The Golden Cross
Technical analysis is an important tool used to predict future price movements of stocks. A Moving Average (MA) defines the average price of an asset over a given period of time. In technical analysis, the Golden Cross is a pattern where the short-term MA crosses the long-term MA from below. Conventionally, in a Golden Cross, the 50-day short-term average is considered to cut the 200-day long-term average from below. However, there isn’t a strict rule regarding the time frame. Any time period with substantial difference can be considered for a golden cross (or even death cross) – as long as the short-term trend shows strength against the long-term trend. After the short-term average cuts the long-term average, it moves upward rapidly and stays above the long-term MA. As a trader, you should keep a track of the occurrence of a golden cross since the high trading volume and trading prices suggest a strong recovery and signals a bullish trend. However, investment related decisions should not be taken by considering the golden cross in isolation as it is a part of a much larger and volatile system.
The Death Cross
In direct contrast with the Golden Cross, the Death cross is a pattern where the 50-day short-term MA cuts the 200-day long-term MA from above. The short-term average then moves downward rapidly representing a downtrend and the development of a long-term bear market. Traders keep close track of the death cross since this pattern suggests an unfavourable time for investments in the market due to probable fall in the values of the assets. In the past, the death cross has shown bearish signals just before major economic slowdowns, such as those of 1929, 1938 and the recession of 2008. However, relying solely on death cross is not advisable as the market may also gear up and resume an uptrend soon enough.
Examples and Setups
Death cross and golden cross are opposing concepts. Here is some easy-to-follow illustration, so you can distinguish them from each other:
Experts argue that neither crossovers are absolute indicators of a prolonged bullish/bearish period. It is quite possible that the market may very well change trends after the occurrence of either the golden or the death cross. Moreover, the market is dynamic and no downtrend or uptrend lasts forever. Please note that the concept of crossover is based on moving averages, which are essentially lagging indicators – i.e. they lack predictive power and merely indicate a reversal in a trend that has already occurred.
In such a scenario, a smart strategy would be to use the crossovers as a trend filter.

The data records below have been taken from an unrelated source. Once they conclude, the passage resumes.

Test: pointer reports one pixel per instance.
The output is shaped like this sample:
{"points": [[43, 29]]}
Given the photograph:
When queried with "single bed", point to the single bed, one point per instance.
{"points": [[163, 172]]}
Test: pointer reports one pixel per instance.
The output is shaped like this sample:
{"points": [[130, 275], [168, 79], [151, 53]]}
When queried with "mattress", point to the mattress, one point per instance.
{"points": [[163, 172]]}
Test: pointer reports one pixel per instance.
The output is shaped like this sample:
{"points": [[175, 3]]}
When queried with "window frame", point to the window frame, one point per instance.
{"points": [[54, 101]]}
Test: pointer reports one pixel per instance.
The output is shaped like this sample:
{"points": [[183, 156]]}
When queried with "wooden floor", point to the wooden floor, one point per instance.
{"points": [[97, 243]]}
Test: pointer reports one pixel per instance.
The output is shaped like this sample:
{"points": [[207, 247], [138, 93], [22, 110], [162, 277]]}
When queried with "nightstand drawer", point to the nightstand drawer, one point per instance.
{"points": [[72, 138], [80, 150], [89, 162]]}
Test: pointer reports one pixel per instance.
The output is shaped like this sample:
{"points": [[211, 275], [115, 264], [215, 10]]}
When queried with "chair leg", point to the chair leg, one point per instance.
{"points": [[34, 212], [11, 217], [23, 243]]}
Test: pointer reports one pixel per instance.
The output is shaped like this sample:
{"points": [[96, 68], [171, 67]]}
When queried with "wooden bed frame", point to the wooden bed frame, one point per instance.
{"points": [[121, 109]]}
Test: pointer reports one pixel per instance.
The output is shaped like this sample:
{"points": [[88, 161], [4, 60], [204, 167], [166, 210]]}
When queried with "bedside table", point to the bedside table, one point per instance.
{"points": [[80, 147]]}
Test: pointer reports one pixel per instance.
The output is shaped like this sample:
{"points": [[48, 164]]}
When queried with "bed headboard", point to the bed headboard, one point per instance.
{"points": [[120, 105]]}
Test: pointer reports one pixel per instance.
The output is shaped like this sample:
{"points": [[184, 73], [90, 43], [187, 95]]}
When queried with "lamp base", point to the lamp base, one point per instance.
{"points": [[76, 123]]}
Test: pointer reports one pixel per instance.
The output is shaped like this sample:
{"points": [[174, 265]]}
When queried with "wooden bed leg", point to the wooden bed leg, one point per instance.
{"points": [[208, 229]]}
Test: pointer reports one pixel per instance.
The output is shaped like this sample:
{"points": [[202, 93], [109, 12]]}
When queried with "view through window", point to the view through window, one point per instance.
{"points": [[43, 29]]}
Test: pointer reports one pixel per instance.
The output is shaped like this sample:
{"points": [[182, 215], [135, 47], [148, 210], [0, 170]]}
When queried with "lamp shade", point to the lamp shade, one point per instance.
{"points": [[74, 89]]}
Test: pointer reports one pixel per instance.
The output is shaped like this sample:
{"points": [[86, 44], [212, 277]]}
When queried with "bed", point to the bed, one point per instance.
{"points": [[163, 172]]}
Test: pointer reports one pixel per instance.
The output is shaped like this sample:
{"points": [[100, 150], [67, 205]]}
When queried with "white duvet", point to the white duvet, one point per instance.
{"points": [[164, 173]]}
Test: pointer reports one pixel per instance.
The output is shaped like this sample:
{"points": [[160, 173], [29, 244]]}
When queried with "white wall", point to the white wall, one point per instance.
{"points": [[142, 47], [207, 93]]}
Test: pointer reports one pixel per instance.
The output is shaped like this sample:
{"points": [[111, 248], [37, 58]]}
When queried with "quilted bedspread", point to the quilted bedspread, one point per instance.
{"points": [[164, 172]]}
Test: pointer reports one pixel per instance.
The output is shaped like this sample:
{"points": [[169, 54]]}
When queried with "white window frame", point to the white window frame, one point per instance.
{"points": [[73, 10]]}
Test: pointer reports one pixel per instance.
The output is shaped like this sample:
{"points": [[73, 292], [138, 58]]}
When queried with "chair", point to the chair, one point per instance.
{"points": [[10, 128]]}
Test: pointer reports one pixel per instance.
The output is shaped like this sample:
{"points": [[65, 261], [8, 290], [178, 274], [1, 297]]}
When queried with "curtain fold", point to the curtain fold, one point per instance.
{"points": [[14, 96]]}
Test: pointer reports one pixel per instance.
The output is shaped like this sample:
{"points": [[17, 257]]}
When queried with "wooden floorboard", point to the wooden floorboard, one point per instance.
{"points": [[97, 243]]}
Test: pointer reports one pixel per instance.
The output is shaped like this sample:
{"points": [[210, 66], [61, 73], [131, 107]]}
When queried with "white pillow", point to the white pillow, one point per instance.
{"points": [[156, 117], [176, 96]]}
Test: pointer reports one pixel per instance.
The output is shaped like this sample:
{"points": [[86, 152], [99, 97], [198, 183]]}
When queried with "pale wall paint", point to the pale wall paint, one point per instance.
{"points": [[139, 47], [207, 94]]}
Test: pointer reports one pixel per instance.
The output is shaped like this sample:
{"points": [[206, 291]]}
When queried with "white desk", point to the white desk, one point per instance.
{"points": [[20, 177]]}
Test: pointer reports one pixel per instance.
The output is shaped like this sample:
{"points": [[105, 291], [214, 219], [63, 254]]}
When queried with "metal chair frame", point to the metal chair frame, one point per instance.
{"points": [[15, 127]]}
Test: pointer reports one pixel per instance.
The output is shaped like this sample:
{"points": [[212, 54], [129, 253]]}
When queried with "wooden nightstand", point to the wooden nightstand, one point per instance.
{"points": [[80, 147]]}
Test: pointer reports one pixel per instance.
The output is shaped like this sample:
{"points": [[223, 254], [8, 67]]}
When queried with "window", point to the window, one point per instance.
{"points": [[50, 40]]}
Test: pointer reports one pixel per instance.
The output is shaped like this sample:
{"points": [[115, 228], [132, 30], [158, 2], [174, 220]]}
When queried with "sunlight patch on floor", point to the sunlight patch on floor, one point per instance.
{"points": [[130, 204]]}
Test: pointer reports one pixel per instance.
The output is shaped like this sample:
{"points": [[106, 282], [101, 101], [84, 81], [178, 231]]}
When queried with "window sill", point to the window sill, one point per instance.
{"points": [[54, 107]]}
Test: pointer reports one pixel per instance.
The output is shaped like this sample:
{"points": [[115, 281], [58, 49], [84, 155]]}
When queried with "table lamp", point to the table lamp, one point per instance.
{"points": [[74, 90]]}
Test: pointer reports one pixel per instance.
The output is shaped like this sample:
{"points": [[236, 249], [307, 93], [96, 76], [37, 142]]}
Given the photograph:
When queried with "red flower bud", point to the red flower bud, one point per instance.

When a golden cross occurs, the market is expected to remain in the bullish trend for a while. If you think that you can sell when the 50 MA crosses from below and make a ton of money, you may actually get whipsawed! Instead, you should use the crossover as a bias to look for proper set-ups – whenever the 50-day crosses over the 200-day MA, use the golden cross as a positive bias and look for long setups and buy opportunities only. Once a death cross occurs, you can expect the market to be in for a correction or maybe worse, a recession. Just as you used the golden cross, likewise, you can use the death cross as a trend filter to keep you in defensive and use it as a bias to look for short set-ups. Therefore, once a death cross has occurred, look for selling signals.
However, it is advisable to not go long immediately after the occurrence of a golden cross as the market may be overextended and show high prices. It will be prudent to treat the crossover as a signal to look for long trading options. Similarly, in the case of a death cross, you should wait it out and look for patterns that suggest short trading options. This way, you can use the crossovers to better time your entry. You can make use of the multiple time-frame analysis to analyze the forward time frame to look for a valid trading setup and decide whether to trade at all. You can also easily ride massive trends by holding your position until the 50-day MA crosses below the 200-day MA (refer to the diagram below). The crossovers can, therefore, be efficiently used to time your entry, have tighter stop losses and a favorable risk-reward ratio.
Conclusion
Proper technical and statistical analysis is crucial to make informed predictions about the current and future market conditions to ensure profitable trades. Among the many patterns available at your disposal, the Golden Cross and the Death Cross are two commonly used setups. While both patterns occur when the short-term MA crosses a major long-term MA, the golden cross depicts an upcoming bullish market, whereas the death cross depicts a long-term bearish market scenario. The crossovers signal a change in market trends and can be used to strategize trades. You can also use the golden cross to ride great trends as well. However, it is prudent to use the crossover as a trend filter and not an absolute indicator of a trend. It is advised to refrain from blindly trading after the crossovers as the market can easily whipsaw you.